Background information
- Born: Mamadou N'Diaye 28 July 1930 Dakar, Senegal
- Died: 19 August 2015 (aged 85)
- Occupations: Musician; composer; bandleader;
- Instrument: Sabar drums
- Years active: 1930s–2015
- Label: Real World
- Formerly of: Drummers of West Africa, Les Rosettes

= Doudou N'Diaye Rose =

Senegalese drummer, composer and bandleader (1930–2015)

Doudou N'Diaye Rose (Note: Pronounced /en/, /wo/, DOO-doo en-JYE ) (born Mamadou N'Diaye; 28 July 1930 – 19 August 2015) was a Senegalese drummer, composer, and bandleader, and was the recognized modern master of Senegal's traditional drum, the sabar. He was the father of a musical dynasty that includes some of the most successful traditional musicians of contemporary West Africa. He was one of the first musicians to bring Senegalese traditional music to the attention of the world.

==Career==
Rose was one of the most renowned African musicians of the 20th century. While he specialized in the sabar, he also played many other types of drum, such as the saourouba, assicot, bougarabou, meung meung, lambe, n'der, gorom babass, and khine. The child of a griot (West African bard caste) family, Ndiaye Rose began performing in the 1930s, but continued to make his living as a plumber for some time. Shortly before Senegalese independence, he performed with Josephine Baker, and became a favorite with Dakar audiences. In 1960, he became the first head of the Senegalese National Ballet, and in the 1970s, lead his Doudou N'Diaye Rose Orchestra. He also collaborated with Miles Davis and the Rolling Stones.

In 2006, he was declared a "living human treasure" by the UN cultural agency (UNESCO) for keeping traditional rhythms alive.

Among his final concerts were a festival in celebration of his 85th birthday and Deggi Daaj International, a festival dedicated to the sabar drum and dance culture, with whom he collaborated intimately since 2012.

===Family of drummers===
Born in Dakar, Senegal, into a family of Wolof royals, he was the founder and chief drum major of the Drummers of West Africa (all members of his family), with whom he also performed. He also led an all-female drum group called Les Rosettes, composed entirely of his own daughters and granddaughters.

==Styles==
N'Diaye Rose was purported to have developed 500 new rhythms, featuring complex and ever-changing rhythmic structures which he conducted with his trademark vigorous style. He also invented new types of drum.

==Recorded work==
His most well-known album, Djabote (Real World CDRW43), features 12 tracks recorded on the Isle of Gorée in March 1991. It was recorded in one week with his group of 50 drummers and the Julien Jouga's Choir, an 80-member, all-female choir.
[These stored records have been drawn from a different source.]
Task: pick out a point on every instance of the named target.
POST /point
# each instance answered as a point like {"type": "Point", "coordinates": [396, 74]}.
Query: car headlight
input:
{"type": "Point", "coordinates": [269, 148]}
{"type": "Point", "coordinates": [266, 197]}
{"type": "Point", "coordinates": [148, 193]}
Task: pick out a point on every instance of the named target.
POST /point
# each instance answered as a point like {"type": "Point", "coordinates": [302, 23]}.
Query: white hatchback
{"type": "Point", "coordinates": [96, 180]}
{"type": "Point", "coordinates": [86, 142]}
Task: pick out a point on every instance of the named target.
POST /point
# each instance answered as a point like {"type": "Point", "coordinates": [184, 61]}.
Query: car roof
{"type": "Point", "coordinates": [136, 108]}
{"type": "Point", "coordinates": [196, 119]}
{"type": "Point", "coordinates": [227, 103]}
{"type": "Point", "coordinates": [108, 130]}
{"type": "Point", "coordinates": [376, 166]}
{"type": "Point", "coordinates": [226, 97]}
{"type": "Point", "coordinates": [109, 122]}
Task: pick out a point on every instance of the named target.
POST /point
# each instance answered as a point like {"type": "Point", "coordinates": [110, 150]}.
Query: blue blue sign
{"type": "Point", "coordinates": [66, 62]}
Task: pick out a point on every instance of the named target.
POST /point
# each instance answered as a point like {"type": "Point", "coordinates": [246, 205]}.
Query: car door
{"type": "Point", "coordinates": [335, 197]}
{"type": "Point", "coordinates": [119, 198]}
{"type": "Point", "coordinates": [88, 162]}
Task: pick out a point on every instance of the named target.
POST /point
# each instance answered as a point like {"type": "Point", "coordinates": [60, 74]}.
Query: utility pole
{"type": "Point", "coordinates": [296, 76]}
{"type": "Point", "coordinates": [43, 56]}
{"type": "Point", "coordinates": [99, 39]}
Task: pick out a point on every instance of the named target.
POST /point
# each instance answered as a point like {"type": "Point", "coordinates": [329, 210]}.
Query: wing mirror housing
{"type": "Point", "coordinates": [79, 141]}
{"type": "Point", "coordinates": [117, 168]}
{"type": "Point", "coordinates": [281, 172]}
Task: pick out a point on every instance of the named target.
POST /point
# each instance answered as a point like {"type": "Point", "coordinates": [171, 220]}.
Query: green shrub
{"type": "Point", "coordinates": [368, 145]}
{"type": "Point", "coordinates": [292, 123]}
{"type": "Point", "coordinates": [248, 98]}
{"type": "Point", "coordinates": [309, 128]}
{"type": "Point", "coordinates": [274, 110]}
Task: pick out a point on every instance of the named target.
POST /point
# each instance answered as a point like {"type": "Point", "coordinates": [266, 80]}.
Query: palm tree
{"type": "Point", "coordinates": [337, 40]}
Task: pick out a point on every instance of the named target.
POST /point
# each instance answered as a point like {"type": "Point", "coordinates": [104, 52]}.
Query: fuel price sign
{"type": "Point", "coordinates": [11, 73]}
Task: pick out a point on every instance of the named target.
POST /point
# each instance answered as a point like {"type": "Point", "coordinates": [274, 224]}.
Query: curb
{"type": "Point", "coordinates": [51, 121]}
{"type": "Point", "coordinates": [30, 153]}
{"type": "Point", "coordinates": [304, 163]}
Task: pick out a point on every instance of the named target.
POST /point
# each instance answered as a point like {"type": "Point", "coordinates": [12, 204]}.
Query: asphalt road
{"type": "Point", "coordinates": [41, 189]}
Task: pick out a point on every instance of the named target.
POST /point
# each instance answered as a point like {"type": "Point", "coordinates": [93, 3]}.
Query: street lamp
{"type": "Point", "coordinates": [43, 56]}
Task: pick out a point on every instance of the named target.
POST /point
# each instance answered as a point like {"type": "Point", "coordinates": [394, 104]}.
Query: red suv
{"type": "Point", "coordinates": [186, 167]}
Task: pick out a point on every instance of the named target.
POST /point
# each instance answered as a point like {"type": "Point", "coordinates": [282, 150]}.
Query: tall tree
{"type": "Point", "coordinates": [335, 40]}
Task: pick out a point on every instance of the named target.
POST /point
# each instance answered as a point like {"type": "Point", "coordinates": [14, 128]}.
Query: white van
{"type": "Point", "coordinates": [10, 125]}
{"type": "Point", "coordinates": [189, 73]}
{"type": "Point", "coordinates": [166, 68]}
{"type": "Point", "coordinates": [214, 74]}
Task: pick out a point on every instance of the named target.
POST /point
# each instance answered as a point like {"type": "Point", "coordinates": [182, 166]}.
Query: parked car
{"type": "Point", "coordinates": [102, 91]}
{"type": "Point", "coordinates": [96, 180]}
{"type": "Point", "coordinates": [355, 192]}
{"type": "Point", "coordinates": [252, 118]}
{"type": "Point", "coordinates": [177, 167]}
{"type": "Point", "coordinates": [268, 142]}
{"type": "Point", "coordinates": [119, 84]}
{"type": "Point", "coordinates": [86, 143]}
N'Diaye Rose performed with Dizzy Gillespie, Alan Stivell (on the album Again), Miles Davis, the Rolling Stones, Peter Gabriel, Kodo and Bill Bruford. He is also featured in the remix of "The Warning" by Nine Inch Nails, which was on their album Year Zero Remixed.

==Films==
- Djabote: Senegalese Drumming & Song From Master Drummer Doudou Ndiaye Rose (1993). Directed by Béatrice Soulé and Eric Millot. Montpelier, Vermont: Multicultural Media.